The language and compiler are still in the alpha stage of development. The code is currently a bit of a mess, and I'm still wrestling with design decisions.
Here is some explanation from the beginning of the documentation that I have written:
INTRODUCTION C02 is a simple C-syntax language designed to generate highly optimized code for the 6502 microprocessor. The C02 specification is a highly specific subset of the C standard with some modifications and extensions PURPOSE Why create a whole new language, particularly one with severe restrictions, when there are already full-featured C compilers available? It can be argued that standard C is a poor fit for processors like the 6502. The C was language designed to translate directly to machine language instructions whenever possible.
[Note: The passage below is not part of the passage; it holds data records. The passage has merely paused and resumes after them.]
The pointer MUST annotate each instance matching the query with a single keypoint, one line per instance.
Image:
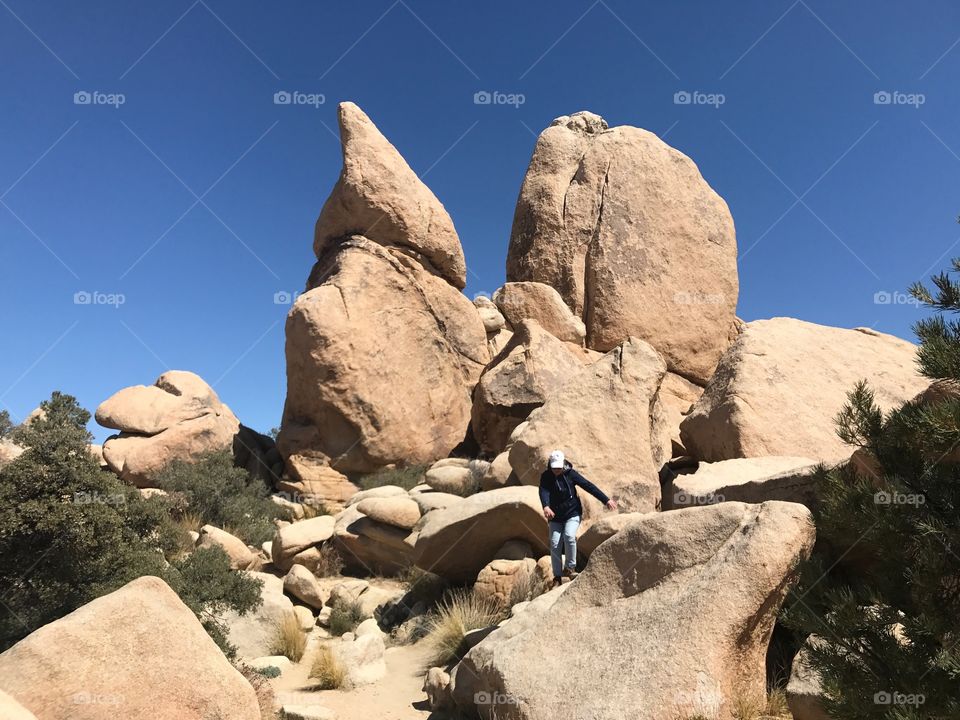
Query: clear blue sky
(835, 197)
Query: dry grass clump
(289, 640)
(327, 669)
(455, 616)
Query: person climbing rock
(563, 511)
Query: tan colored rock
(303, 585)
(299, 536)
(311, 481)
(179, 418)
(519, 301)
(399, 511)
(136, 653)
(725, 568)
(603, 529)
(240, 555)
(633, 238)
(608, 421)
(532, 367)
(780, 386)
(457, 541)
(379, 342)
(502, 580)
(379, 196)
(493, 320)
(752, 480)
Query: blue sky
(194, 199)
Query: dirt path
(396, 696)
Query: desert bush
(70, 533)
(459, 613)
(289, 639)
(406, 477)
(213, 489)
(258, 681)
(327, 669)
(345, 616)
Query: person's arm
(590, 488)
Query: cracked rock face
(633, 238)
(382, 357)
(704, 582)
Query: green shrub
(70, 533)
(222, 495)
(406, 477)
(345, 616)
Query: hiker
(563, 510)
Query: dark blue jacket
(559, 492)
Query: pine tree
(882, 591)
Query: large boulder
(382, 358)
(779, 387)
(379, 196)
(633, 238)
(137, 653)
(608, 421)
(531, 368)
(752, 480)
(706, 583)
(457, 541)
(535, 301)
(180, 417)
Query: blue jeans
(568, 531)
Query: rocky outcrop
(521, 301)
(633, 238)
(704, 582)
(533, 365)
(752, 480)
(779, 387)
(608, 421)
(457, 541)
(136, 653)
(380, 197)
(179, 417)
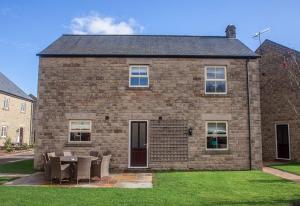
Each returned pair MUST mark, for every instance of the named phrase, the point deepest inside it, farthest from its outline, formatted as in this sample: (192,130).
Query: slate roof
(279,47)
(8,87)
(148,46)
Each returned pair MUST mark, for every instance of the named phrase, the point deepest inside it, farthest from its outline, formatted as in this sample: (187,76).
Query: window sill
(78,144)
(216,95)
(139,88)
(217,152)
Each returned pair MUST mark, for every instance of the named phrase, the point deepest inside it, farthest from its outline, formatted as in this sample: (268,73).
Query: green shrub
(24,146)
(8,145)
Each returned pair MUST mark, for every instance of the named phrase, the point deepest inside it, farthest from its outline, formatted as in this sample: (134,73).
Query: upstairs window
(216,135)
(80,130)
(23,107)
(139,76)
(6,103)
(215,80)
(4,131)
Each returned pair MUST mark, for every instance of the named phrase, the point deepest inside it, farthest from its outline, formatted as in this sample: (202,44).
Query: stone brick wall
(93,88)
(276,92)
(13,118)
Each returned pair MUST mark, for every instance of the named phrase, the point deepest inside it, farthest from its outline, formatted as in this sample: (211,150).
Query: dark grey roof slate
(147,45)
(10,88)
(284,49)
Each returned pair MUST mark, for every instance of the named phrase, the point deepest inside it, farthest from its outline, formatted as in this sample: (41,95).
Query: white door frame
(289,141)
(129,144)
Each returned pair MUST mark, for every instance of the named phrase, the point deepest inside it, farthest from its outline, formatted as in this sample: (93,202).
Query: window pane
(75,126)
(143,71)
(220,86)
(220,73)
(134,135)
(221,128)
(85,136)
(210,86)
(86,125)
(143,130)
(211,142)
(211,128)
(134,81)
(222,142)
(143,81)
(75,136)
(210,73)
(135,71)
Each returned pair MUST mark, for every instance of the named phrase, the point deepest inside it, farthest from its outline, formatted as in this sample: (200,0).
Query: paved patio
(119,180)
(282,174)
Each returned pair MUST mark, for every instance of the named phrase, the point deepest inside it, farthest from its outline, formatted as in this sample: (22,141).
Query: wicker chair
(83,168)
(51,154)
(94,153)
(59,171)
(47,167)
(68,153)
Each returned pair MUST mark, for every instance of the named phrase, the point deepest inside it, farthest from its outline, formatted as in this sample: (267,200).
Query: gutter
(148,56)
(249,113)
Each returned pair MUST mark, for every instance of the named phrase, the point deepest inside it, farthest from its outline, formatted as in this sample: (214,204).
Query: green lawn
(289,167)
(21,167)
(5,179)
(170,188)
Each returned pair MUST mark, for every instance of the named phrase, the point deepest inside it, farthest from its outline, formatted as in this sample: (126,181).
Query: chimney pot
(230,31)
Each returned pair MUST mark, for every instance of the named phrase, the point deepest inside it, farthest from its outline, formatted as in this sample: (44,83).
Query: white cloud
(95,24)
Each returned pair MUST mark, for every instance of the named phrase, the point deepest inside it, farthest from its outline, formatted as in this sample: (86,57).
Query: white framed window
(139,76)
(4,131)
(80,131)
(216,135)
(23,107)
(6,103)
(215,80)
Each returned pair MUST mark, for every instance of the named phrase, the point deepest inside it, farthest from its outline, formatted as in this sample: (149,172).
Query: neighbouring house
(280,101)
(153,101)
(15,113)
(33,130)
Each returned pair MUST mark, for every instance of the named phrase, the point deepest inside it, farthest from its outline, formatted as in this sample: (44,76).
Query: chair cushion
(64,166)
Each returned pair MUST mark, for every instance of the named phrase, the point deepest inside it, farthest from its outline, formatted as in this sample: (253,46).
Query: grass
(21,167)
(5,179)
(170,188)
(293,168)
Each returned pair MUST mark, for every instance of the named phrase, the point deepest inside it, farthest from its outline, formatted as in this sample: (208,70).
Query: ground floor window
(4,131)
(216,135)
(80,130)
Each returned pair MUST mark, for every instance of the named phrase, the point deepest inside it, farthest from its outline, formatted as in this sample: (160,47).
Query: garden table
(73,159)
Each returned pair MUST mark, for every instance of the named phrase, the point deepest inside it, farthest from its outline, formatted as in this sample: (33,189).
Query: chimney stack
(230,31)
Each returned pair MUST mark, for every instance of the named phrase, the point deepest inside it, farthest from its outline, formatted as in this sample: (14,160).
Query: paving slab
(117,180)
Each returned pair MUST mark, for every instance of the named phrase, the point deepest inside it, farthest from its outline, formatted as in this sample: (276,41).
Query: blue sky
(29,26)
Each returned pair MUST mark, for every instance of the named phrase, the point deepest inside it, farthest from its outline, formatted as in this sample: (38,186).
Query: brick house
(15,113)
(280,101)
(153,101)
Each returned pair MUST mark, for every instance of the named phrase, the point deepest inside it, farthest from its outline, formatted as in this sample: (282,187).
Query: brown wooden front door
(138,144)
(283,142)
(21,135)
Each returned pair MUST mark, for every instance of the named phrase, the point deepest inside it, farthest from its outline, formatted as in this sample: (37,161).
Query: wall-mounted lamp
(190,131)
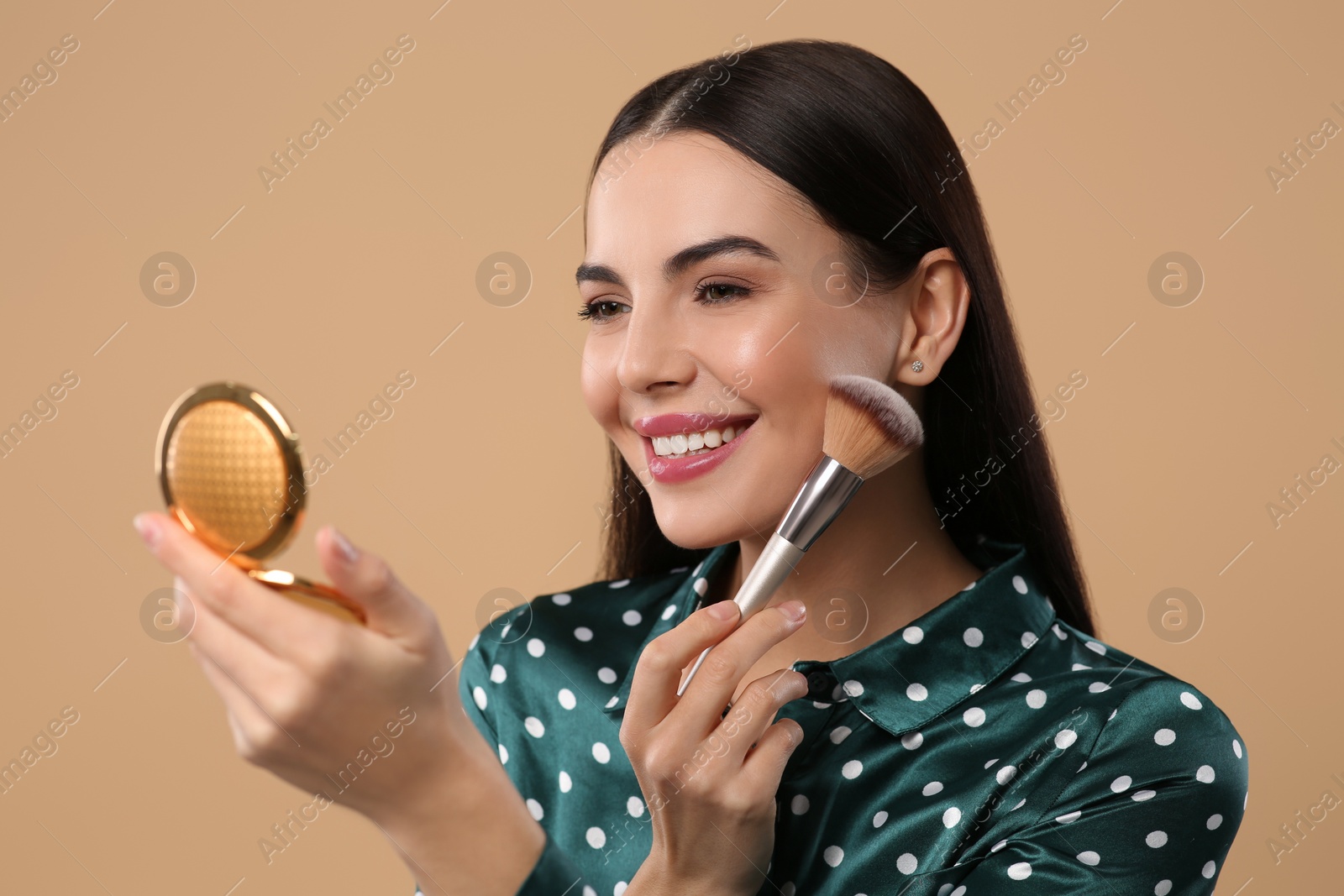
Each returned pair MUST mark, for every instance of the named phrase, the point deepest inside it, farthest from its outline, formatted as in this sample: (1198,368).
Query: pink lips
(669,470)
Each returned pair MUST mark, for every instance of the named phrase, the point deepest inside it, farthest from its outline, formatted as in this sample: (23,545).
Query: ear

This works well on 32-bit processors, but requires either a byte-code interpreter or the generation of complex code on a typical 8-bit processor. C02, on the other hand, has been designed to translate directly to 6502 machine language instructions. The C02 language and compiler were designed with two goals in mind. The first goal is the ability to target machines with low memory: a few kilobytes of RAM (assuming the generated object code is to be loaded into and ran from RAM), or as little as 128 bytes of RAM and 2 kilobytes of ROM (assuming the object code is to be run from a ROM or PROM). The compiler is agnostic with regard to system calls and library functions. Calculations and comparisons are done with 8 bit precision. Intermediate results, array indexing, and function calls use the 6502 internal registers. While this results in compiled code with virtually no overhead, it severely restricts the syntax of the language. The second goal is to port the compiler to C02 code so that it may be compiled by itself and run on any 6502 based machine with sufficient memory and appropriate peripherals. This slightly restricts the implementation of code structures.